散々泣き喚いたのち、俺は学校にカバンを置いてきてしまったことを思い出し、意気消沈のままとぼとぼと部室に帰った。
一九時過ぎだというのに部室には灯りがついていた。ギターの音が外まで漏れている。聴き覚えのあるメロディーにもしやと思いドアを開けると、やはり陸がギターを弾いていた。
「お、やーっと戻ってきたかよ。カバン置いたままだったから、俺まで帰れなかったんだけど?」
「悪い。それより、今の曲」
「ああ。三月の追いコンでやる曲だよ。お前が歌うんだぞ? まぁ、やる気がないなら……」
「元の声を取り戻したい。どうすればいい?」
考えるより先に口が動く。それが俺の決心だった。
失ったならもう一度取り戻せばいい。そうなるように努力することが今、俺のするべきことだ。そう思ったから。

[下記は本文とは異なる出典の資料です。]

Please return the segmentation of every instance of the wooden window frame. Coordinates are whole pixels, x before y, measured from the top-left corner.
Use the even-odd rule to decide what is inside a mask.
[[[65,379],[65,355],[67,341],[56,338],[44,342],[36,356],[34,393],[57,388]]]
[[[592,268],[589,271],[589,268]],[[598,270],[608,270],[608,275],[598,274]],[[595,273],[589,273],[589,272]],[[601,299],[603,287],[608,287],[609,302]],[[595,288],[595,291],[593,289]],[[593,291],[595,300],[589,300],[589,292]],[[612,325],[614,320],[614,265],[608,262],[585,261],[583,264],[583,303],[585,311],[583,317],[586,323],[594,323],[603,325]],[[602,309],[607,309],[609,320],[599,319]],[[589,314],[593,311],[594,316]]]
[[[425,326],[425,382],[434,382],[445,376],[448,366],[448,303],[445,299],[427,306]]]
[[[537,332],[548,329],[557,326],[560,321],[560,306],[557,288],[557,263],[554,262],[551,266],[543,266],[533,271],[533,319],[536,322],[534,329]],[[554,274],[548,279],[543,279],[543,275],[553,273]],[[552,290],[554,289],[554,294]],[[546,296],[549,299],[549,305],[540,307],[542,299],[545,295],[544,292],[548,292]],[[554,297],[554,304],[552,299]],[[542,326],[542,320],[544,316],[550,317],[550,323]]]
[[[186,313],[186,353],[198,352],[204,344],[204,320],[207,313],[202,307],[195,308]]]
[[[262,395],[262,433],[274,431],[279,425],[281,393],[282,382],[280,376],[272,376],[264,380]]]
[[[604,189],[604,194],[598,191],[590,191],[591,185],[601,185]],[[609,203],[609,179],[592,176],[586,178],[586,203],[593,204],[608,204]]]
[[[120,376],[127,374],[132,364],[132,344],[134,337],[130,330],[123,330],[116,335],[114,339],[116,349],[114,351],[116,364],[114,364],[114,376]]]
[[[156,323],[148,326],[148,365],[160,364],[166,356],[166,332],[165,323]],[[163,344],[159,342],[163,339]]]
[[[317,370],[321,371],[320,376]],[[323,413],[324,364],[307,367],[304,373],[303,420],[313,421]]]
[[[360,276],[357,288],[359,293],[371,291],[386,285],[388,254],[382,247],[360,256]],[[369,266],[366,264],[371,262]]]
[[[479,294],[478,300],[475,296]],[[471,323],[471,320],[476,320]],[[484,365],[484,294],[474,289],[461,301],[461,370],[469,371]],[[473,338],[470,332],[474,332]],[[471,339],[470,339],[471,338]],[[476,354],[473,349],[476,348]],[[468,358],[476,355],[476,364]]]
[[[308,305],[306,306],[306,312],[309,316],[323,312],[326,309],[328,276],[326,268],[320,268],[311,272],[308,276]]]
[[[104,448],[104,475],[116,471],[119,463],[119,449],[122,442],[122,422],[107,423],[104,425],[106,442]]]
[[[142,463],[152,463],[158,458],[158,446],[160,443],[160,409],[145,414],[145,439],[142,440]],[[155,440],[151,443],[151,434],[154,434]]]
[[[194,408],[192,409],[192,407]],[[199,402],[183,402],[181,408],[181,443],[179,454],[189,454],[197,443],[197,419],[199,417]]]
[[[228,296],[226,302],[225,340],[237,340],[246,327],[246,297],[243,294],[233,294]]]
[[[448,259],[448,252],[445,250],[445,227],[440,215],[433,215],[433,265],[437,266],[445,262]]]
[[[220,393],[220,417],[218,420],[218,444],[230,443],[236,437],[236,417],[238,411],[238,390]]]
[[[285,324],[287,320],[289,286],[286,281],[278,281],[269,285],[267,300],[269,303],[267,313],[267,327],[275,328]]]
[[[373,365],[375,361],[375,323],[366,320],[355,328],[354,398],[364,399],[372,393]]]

「……と言われてもなぁ。最初のライブの時どうやって歌ってたか、思い出せないのか?」
「無理。全然覚えてない」
言われるまでもなく、そんなの何度も試みた。
だけどライブに期待して熱を帯びてゆく客席と、その中に琴音の姿を見た瞬間、頭が真っ白になり、歌い方を意識する余裕などすっかり吹き飛んでしまっていた。
「正直に言うぞ」
陸がスッと真面目な顔になった。
「声変わりしたわけでも骨格が変わったわけでもないから、出せない声ではないはずだ。何かキッカケさえあれば戻る可能性はある。
でも、歌っていうのはそう単純じゃないんだ。無意識の筋肉の使い方や体型の変化、些細な要因で全く別物に変わってしまい、二度と元に戻らないことも珍しくない」
「……」
「元の声を目指すか、それとも、今の声のままより上手く歌えるように努力するか。どっちにするかはお前が決めろ」
「俺は……」
それから約二ヶ月、俺は血の滲むような歌の猛特訓を積んだ。
そして春がほんのりと香り始めた三月初旬。意を決して琴音に「追いコンライブ、観に来てほしい」とLINEを送った。